Le Pen is not Donald Trump; the wrong conservative won
Media blasts coverage comparing Donald Trump to Marine Le Pen. The mindless comparison demeans a conservative thinker and reduces policy to parallels of demagoguery and intolerance.
Americans salivate at the prospect of a leader that is competent in the slightest way, knows history and commands policy like an extension of their own body. Instead of someone who could pass this basic litmus test to the Oval Office, they got Donald Trump. Marine Le Pen, a former French presidential candidate and head of the National Front, a right-wing political party, may be an ideological counterpart, but she is no Donald Trump.
DV as a campus is ultra-liberal; conservative thought cannot flourish here. But it is essential to view Le Pen as a strong conservative pioneer, and not a mindless demagogue. Sentiments around the campus reject the slightest sign of the right-wing, but ignore the valid points. It was physically hard for me to admit that Le Pen’s policy is more straightforward than Micron; It is wrong and dangerous only see one side of the spectrum.
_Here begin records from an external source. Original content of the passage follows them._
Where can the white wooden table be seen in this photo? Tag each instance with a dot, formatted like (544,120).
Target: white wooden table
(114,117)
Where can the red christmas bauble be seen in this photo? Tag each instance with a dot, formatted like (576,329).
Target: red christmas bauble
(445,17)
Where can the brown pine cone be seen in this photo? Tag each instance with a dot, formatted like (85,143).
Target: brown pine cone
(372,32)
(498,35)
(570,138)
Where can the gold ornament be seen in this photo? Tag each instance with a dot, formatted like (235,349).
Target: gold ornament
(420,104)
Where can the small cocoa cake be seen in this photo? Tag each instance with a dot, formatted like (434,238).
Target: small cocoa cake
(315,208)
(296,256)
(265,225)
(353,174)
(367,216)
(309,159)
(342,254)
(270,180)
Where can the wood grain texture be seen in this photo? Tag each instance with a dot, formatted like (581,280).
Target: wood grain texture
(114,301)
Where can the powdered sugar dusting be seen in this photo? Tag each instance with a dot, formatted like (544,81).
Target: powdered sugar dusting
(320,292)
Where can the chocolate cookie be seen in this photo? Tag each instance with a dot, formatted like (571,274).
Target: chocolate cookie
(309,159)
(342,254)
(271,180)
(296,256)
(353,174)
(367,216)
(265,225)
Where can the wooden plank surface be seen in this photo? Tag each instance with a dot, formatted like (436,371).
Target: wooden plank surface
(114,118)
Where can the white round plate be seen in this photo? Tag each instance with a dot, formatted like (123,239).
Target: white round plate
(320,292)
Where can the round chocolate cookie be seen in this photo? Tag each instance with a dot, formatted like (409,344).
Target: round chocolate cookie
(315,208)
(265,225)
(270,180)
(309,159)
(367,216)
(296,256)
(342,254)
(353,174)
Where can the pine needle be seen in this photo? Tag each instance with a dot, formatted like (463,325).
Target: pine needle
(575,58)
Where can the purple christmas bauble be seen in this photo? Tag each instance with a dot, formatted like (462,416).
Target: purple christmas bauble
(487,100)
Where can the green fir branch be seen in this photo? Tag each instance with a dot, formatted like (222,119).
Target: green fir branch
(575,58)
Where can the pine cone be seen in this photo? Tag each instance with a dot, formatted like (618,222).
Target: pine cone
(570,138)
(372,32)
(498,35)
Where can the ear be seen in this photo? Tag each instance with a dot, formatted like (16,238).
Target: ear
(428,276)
Voters across Europe are readily making populist choices; conservatism is a new mainstream, and the liberal order is facing resentment by layman voters. In the wave of populism sweeping Europe, voters are confronted with an ideological battle between left and right, blue and red. Look at the policy implications of the conservative Brexit move, and the Turkish referendum giving the president dictatorial powers. However, in the case of Donald Trump, the choice was his ability; his ability to set aside the partisanship and vulgarity and govern all 50 states, red and blue. The bar to be president should not have been lower. Voters were tasked to weigh the risks of a demagogue with little sanctity for the country’s constitution against a career politician.
In the case of Marine Le Pen, this is not an issue. In all counts, she is more qualified that Macron, and Macron appears to be the Trump-like candidate. He’s a former investment banker, so all the critiques that applied to Donald Trump’s wealth are applicable here. His post in the government was overseeing the slow-growing French economy, and with no major successes. He is a mannequin, a candidate to fill the political void.
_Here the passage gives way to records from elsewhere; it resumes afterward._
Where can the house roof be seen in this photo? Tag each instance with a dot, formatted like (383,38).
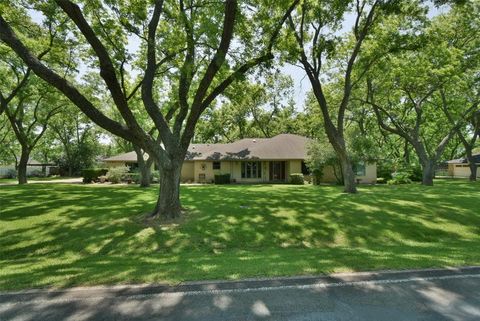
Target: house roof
(283,146)
(464,160)
(125,157)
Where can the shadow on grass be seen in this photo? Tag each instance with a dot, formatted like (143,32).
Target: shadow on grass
(67,235)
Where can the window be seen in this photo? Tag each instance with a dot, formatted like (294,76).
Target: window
(251,169)
(359,169)
(305,170)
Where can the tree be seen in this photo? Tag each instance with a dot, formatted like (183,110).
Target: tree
(193,44)
(263,108)
(315,26)
(29,117)
(407,88)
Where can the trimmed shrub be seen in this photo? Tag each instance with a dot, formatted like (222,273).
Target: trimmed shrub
(400,178)
(133,177)
(155,176)
(384,171)
(296,179)
(222,179)
(416,173)
(116,174)
(317,176)
(35,173)
(11,173)
(92,174)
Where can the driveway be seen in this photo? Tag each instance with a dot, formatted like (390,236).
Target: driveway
(75,180)
(452,294)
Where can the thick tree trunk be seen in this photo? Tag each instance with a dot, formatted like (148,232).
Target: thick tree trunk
(348,174)
(472,165)
(428,173)
(168,202)
(473,171)
(22,166)
(144,167)
(144,175)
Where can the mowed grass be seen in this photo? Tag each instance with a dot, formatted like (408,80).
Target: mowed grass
(65,235)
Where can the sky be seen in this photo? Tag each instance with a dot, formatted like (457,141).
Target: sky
(301,82)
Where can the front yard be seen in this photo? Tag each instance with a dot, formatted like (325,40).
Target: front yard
(65,235)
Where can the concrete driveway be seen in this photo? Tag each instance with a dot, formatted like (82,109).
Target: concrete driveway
(452,294)
(74,180)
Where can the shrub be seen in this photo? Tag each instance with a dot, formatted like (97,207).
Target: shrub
(222,179)
(36,173)
(296,179)
(11,173)
(317,176)
(381,180)
(385,170)
(134,177)
(116,174)
(92,174)
(155,176)
(400,178)
(416,173)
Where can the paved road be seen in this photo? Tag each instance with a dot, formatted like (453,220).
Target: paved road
(409,295)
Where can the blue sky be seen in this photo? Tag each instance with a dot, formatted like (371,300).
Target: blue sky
(301,82)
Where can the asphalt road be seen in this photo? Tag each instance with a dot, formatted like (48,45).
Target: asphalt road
(404,295)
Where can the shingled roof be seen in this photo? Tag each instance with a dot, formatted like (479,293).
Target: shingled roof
(464,160)
(283,146)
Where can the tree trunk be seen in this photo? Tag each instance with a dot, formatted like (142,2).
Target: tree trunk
(22,166)
(428,172)
(144,167)
(168,202)
(348,174)
(472,165)
(473,171)
(144,175)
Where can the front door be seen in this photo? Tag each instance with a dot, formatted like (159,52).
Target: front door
(277,171)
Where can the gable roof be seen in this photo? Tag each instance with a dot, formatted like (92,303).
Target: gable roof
(283,146)
(476,157)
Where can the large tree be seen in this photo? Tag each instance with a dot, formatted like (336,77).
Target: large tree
(29,115)
(316,47)
(408,89)
(190,39)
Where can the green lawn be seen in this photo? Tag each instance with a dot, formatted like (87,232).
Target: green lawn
(49,178)
(64,235)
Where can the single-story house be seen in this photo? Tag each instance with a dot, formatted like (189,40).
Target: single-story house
(34,167)
(249,160)
(459,167)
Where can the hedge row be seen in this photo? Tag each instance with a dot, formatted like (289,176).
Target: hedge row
(222,179)
(92,174)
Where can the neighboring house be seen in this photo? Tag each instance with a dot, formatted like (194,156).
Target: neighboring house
(459,167)
(34,167)
(247,160)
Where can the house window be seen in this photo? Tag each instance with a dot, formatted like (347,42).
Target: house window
(359,169)
(305,170)
(251,169)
When Francois Hollande was entangled in a corruption scandal, Macron was the liberal standard bearer, despite his place on the spectrum closer to centrist. Hollande was the former president, a member of the Socialist Party, who despite making liberal strides, was a massive failure. He ushered in the legalization of gay marriage and reduced the presidential salary, but failed to address terrorism concerns and his promise on increasing jobs was not delivered. He is entangled in two scandals. Firstly, he had a very public affair with actress Julie Gayet. He also put his wife on a government payroll despite her having no clear duty and nepotism was implied.
As New York Times mentioned in an Op-ed, Macron claims the message of the conservative Charles de Gaulle, but the liberalism of Emile Zola. De Gaulle was a strong conservative that essentially created the current Fifth Republic of France. Zola is a realist civil rights pioneer. He gained fame when he published “J’accuse”, a criticism of the Dreyfus Affair(Military Officer Dreyfus was arrested and tried for treason on anti-semitic grounds in 1984). The public outcry started by Zola eventually lead to his pardon. He has criticized Trump for his “obscurantism,” but provides nothing elucidating in his own policies. As one pundit put it, he’s appealing only because he is “general inoffensive to the entire population.”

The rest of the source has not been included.